The spinoff products of natural gas are increasingly becoming a larger sector of the oil and gas market.
Ethane, a valuable byproduct of the chemical industry, has been so abundant in West Virginia, without a place to use it, the industry may be forced to slow down development. West Virginia is already a net exporter of propane.
Nationwide, the production of natural gas liquids (NGLs) topped 2 million barrels per day, the Energy Information Administration found.
The market for NGLs, and its abundance, which includes ethane, propane, butane and isobutane, has not escaped the attention of West Virginia leadership. A task force created by acting Gov. Earl Ray Tomblin to attract spinoff natural gas industries will hold its first meeting next week.
The NGLs extracted from gas plants, many officials are saying, will provide the catalyst for regenerating the state’s chemical industry. Corky DeMarco, executive director of the West Virginia Oil and Natural Gas Association, said the spinoff industries would be a big boost for the West Virginia economy.

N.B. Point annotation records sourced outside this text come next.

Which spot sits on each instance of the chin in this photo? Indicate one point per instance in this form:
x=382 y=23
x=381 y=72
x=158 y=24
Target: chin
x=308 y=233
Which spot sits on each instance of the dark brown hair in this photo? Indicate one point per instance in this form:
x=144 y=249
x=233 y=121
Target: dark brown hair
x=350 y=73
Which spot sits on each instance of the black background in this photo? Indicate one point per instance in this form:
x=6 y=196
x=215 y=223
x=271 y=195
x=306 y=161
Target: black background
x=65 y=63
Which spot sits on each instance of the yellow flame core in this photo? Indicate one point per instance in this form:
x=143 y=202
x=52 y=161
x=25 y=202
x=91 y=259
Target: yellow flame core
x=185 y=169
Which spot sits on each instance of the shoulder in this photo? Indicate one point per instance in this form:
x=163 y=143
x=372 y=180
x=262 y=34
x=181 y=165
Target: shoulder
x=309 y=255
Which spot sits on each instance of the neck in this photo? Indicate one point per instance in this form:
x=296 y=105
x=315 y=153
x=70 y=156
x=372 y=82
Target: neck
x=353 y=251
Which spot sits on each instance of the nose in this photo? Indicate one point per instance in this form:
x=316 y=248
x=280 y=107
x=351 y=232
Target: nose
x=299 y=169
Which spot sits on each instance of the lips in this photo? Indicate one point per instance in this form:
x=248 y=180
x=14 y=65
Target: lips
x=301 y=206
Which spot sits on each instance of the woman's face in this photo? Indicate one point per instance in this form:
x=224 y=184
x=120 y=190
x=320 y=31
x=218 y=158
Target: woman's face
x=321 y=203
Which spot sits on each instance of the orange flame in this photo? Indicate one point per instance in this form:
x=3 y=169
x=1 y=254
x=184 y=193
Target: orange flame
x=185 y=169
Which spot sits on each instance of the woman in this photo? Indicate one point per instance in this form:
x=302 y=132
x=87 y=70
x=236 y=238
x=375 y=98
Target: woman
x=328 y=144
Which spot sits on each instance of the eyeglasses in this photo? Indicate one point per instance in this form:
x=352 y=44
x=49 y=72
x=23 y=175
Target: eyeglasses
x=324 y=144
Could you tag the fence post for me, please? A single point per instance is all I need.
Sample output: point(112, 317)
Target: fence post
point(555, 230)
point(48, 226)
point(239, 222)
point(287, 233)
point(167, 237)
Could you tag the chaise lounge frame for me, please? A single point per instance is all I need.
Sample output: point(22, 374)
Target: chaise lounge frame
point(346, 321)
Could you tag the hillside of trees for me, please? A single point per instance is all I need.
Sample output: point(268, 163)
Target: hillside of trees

“It’s probably the reinvention of the chemical industry here,” DeMarco said. “The reinvention of the plastics industry here, and it’s jobs, jobs, jobs. These are good-paying jobs. They are probably in the neighborhood of $60,000-a-year jobs, working for these chemical industries.”
Ethane, which accounts for about 40 percent of the volume of NGLs extracted from natural gas plants, is used as a petrochemical building block. Ethane can be used to produced ethylene, which is commonly used in plastic manufacturing.
“It appears that, because of the natural gas hydrocarbons, and especially ethane, we are being looked at very intensely as a location to site an ethane cracker or two,” DeMarco said. “ ... We’ve had four companies very, very interested, two international companies, who are looking very intensely at the West Virginia locations.
“The reason the Kanawha Valley is attractive and the reason that the Ohio Valley is attractive is because we had facilities at these places. We have the infrastructure already in place, though it may need to be upgraded or increased.”
Natural gas sources that produce a high level of NGLs are often considered valuable to companies who can sell the NGLs to boost profits, even if natural gas prices are lower than normal.
DeMarco said the gas industry has actively been seeking a source to sell ethane that is currently blended back into the natural gas pipeline.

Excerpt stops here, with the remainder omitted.